Best way to downsize buffer?

Started by
4 comments, last by hick18 13 years, 9 months ago
Under DirectX10, whats the best way to downsize a rendertarget? Would it be to render to a screen quad with a another much smaller rendertarget? or would it be to create mip maps on that buffer and then copy one of those across?

Im wanting to copy across the depth buffer to the CPU so I can use it for occusion culling, and figured this process would be quicker if I was copying across a much smaller buffer.
Advertisement
3 things:

1) Don't do what you are doing. Use a hardware occlusion query instead.
2) People often forget that PCIe is symmetric. This means the bandwidth up is equal to the bandwidth down. This means that you might (might) be able to just download the whole thing without a problem. Try it first. Premature Optimization is the root of all evil.

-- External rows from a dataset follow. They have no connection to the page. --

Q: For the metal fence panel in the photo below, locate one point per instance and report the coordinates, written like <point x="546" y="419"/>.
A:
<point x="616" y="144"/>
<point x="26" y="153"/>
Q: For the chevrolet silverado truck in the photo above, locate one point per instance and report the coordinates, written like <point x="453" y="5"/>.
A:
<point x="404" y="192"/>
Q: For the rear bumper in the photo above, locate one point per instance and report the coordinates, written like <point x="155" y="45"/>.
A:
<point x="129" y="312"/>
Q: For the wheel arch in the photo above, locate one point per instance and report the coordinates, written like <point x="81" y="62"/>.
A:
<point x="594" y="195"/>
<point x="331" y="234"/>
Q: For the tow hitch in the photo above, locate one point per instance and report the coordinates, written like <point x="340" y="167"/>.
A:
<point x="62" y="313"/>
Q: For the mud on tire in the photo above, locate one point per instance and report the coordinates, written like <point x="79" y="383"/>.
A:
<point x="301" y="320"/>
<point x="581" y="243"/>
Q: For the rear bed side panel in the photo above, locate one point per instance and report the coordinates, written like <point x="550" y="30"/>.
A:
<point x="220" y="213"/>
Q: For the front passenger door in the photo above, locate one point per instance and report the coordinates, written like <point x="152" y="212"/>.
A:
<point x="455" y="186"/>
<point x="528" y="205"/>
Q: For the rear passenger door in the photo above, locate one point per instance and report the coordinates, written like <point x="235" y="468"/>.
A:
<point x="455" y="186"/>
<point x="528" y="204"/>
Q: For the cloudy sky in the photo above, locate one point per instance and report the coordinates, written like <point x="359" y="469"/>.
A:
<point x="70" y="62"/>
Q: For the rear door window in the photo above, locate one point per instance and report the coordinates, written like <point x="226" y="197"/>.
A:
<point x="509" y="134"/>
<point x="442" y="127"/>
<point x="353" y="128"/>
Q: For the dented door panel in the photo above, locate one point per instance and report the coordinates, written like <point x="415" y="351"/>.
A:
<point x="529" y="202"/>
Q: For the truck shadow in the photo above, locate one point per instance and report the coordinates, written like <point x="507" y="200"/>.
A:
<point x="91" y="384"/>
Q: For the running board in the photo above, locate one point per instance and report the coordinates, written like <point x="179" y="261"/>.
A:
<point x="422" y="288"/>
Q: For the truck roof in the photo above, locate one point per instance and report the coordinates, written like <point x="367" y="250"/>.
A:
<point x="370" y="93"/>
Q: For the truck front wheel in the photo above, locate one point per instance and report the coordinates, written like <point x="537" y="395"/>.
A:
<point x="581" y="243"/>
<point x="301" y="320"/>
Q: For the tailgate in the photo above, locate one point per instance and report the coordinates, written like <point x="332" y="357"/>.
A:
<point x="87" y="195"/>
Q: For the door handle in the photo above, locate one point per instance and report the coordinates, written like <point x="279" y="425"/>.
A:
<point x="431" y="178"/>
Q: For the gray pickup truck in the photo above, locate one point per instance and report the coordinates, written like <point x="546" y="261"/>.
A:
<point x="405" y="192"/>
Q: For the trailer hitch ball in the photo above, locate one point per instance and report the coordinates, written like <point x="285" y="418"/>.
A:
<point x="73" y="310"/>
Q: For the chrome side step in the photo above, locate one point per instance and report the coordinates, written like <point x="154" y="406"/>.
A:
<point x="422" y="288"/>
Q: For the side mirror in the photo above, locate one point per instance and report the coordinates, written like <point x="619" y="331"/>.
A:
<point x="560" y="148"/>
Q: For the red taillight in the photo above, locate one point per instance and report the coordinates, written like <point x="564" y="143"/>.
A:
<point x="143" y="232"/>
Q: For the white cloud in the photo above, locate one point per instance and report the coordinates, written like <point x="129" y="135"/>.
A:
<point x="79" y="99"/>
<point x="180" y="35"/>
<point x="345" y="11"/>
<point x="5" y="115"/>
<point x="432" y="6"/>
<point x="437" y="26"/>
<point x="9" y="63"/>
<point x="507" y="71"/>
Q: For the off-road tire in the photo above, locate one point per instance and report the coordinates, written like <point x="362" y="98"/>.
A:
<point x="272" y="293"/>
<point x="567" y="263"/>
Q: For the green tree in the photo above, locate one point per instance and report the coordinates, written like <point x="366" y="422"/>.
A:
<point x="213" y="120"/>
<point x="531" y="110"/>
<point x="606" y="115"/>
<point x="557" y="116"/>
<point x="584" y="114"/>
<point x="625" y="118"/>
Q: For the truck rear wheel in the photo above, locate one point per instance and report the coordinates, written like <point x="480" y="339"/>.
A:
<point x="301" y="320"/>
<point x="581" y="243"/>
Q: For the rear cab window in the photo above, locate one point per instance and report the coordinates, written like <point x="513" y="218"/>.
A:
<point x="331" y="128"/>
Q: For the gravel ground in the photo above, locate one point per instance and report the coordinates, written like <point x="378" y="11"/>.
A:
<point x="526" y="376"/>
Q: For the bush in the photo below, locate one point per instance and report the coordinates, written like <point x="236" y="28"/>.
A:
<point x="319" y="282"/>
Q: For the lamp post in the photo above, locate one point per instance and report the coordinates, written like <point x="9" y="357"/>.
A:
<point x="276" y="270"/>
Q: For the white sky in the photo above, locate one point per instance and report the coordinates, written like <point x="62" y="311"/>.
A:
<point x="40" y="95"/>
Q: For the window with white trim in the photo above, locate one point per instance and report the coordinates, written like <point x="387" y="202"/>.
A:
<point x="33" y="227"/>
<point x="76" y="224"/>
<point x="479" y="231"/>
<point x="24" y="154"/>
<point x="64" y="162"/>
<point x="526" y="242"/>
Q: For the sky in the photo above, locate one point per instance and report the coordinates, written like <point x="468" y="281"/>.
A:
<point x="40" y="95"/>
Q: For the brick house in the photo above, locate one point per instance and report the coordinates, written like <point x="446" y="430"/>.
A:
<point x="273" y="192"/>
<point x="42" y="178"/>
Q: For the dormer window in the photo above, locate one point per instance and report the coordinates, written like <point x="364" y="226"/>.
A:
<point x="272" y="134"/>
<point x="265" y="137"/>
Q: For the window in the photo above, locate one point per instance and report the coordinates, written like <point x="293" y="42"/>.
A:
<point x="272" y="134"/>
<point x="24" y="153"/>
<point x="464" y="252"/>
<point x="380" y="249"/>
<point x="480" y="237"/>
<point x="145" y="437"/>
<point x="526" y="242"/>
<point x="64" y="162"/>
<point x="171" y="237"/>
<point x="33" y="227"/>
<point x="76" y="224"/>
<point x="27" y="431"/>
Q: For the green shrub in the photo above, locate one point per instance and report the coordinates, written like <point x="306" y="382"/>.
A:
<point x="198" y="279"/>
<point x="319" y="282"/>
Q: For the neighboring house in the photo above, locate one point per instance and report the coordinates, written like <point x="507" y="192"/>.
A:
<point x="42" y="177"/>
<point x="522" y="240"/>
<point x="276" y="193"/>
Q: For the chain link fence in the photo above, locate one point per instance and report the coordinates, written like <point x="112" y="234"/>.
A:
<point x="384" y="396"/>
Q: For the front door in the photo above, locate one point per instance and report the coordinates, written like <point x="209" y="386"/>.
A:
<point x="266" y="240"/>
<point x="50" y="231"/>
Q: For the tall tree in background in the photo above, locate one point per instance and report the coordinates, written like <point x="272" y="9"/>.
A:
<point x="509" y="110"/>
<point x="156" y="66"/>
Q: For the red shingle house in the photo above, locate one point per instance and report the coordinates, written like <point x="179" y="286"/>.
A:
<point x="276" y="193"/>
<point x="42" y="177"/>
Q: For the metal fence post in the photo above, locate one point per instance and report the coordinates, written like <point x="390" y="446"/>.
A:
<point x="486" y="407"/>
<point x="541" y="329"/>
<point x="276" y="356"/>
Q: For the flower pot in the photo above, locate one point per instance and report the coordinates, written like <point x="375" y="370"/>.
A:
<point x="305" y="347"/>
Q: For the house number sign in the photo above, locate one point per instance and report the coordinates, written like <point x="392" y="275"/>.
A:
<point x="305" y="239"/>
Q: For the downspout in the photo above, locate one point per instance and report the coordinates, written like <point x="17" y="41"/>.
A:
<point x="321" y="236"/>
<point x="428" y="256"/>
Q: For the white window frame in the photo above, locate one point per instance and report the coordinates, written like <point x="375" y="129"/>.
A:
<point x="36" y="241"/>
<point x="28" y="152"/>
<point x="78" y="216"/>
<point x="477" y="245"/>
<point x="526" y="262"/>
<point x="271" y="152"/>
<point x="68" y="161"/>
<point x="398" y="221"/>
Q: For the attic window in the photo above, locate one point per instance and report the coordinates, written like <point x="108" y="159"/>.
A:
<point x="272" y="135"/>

3) I imagine that making a new render target and rendering with that will be better. you will have more flexibility and you won't have to generate an ENTIRE mipmap chain.
Well, from what I've read, hardware occlusion queries are expensive as they themselves are a draw call. And by having a copy of the depthbuffer accessable by the CPU I figure it will provide you with more freedom and power to do other things with it too. But I shall do more research into Hardware queries to see if they are a better option.

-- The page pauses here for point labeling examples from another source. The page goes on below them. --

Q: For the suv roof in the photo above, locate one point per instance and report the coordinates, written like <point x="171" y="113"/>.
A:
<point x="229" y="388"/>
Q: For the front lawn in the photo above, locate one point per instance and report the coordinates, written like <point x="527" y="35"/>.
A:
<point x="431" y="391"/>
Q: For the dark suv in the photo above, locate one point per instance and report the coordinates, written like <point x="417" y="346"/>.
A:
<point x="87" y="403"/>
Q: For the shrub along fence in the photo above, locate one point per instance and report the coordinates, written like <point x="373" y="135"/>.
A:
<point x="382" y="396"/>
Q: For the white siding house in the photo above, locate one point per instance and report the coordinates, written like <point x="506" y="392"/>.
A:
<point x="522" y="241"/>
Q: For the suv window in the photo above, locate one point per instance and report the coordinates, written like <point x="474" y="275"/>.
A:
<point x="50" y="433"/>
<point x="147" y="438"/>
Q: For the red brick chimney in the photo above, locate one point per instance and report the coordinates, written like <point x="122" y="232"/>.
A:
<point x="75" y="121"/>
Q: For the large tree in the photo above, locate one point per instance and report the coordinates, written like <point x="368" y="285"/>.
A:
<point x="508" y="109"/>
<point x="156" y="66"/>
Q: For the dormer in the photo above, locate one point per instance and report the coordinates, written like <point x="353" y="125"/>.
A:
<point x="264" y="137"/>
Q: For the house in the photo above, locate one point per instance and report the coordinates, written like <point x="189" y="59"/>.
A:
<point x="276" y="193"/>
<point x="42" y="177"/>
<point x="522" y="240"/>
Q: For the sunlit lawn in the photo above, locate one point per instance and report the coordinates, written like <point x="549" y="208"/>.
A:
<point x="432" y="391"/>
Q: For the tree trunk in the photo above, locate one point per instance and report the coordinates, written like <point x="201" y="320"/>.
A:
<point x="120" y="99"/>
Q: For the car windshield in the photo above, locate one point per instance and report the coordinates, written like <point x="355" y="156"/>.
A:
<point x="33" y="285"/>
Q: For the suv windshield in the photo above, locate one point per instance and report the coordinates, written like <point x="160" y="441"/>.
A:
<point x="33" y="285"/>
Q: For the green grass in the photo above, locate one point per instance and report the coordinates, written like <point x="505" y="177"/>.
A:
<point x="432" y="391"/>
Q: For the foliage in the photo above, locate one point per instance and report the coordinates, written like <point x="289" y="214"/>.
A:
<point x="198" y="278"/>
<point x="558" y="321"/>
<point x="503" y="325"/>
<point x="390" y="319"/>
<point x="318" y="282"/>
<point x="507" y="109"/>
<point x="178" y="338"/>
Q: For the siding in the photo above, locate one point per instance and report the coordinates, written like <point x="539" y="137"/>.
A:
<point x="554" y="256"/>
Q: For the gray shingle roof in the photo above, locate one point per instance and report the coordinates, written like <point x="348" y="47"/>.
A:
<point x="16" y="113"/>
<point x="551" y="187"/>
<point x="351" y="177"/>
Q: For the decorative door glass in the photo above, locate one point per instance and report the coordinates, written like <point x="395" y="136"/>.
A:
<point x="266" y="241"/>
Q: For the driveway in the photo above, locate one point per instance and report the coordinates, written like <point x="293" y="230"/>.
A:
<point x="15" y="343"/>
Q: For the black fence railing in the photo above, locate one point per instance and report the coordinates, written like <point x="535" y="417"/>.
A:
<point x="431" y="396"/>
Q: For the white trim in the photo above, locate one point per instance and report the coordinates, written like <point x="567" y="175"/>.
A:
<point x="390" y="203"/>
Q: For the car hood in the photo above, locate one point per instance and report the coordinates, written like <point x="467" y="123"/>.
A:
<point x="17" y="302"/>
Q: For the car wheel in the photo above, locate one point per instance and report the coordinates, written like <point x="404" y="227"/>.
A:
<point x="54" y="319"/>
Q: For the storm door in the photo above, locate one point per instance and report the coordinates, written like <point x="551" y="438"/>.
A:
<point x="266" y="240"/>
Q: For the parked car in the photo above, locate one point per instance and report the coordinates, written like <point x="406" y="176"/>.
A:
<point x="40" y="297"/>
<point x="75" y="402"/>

Not sure what you mean with your second point. I dont see how the comparison of the upload/download speeds will affect how fast uploading different sized buffers will be.

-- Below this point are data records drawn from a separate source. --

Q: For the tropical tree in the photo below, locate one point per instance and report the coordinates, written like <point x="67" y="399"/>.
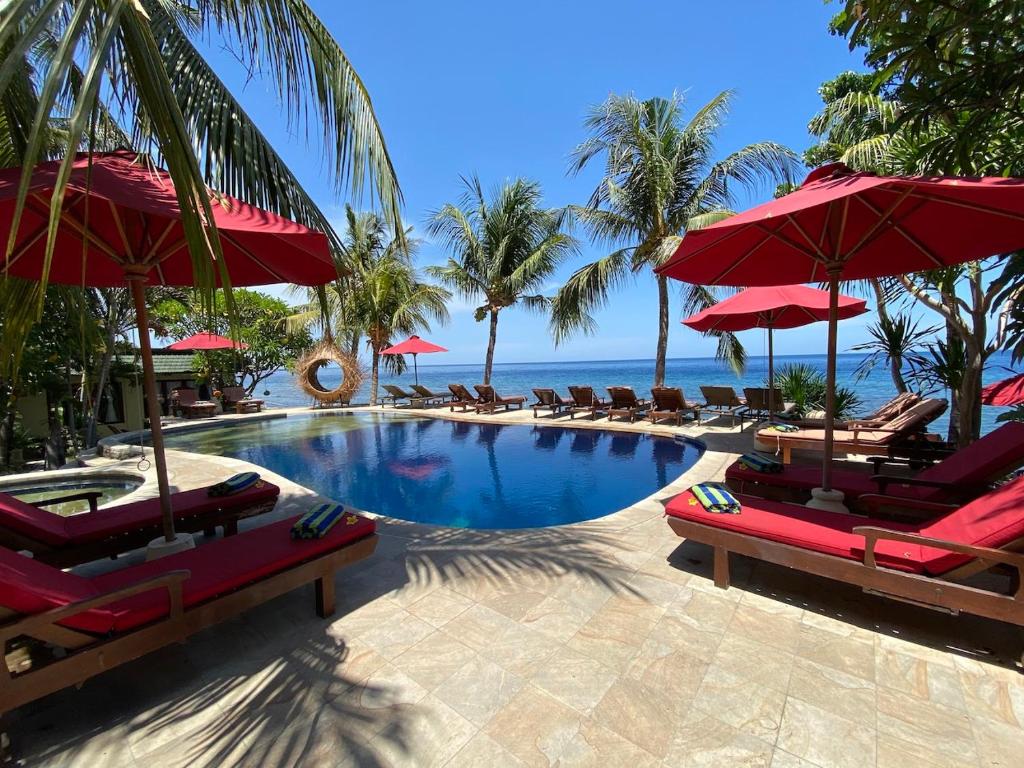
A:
<point x="660" y="180"/>
<point x="504" y="250"/>
<point x="73" y="74"/>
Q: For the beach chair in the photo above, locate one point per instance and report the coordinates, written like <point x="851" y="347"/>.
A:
<point x="69" y="541"/>
<point x="669" y="402"/>
<point x="626" y="403"/>
<point x="431" y="396"/>
<point x="958" y="478"/>
<point x="585" y="400"/>
<point x="550" y="399"/>
<point x="461" y="397"/>
<point x="923" y="563"/>
<point x="870" y="441"/>
<point x="70" y="628"/>
<point x="489" y="400"/>
<point x="721" y="401"/>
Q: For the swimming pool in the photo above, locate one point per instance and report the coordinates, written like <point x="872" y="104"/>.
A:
<point x="456" y="473"/>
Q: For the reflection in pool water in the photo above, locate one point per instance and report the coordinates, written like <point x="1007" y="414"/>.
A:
<point x="456" y="473"/>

2) I just mean that there's this common knowledge (from the AGP days) that gpu readback should be avoided at ALL COSTS NO MATTER WHAT, and people spent a lot of time developing (expensive) algorithms to do things (like hierarchical GPU gather using mipmaps) that are actually slower on modern hardware than just doing a readback is. People forget that while your PCI bus might not be the greatest thing in the whole world, it IS designed to upload hundreds of megabytes of game textures in only a few seconds. At the very least, even crappy graphics cards are generally capable of neal-time or psuedo real-time rendering of a full-screen framebuffer from cpu memory. My point was that, therefore, since PCI is symmetric, it might be completely efficient enough to read back the whole framebuffer even though a lot of people assume that it wouldn't be.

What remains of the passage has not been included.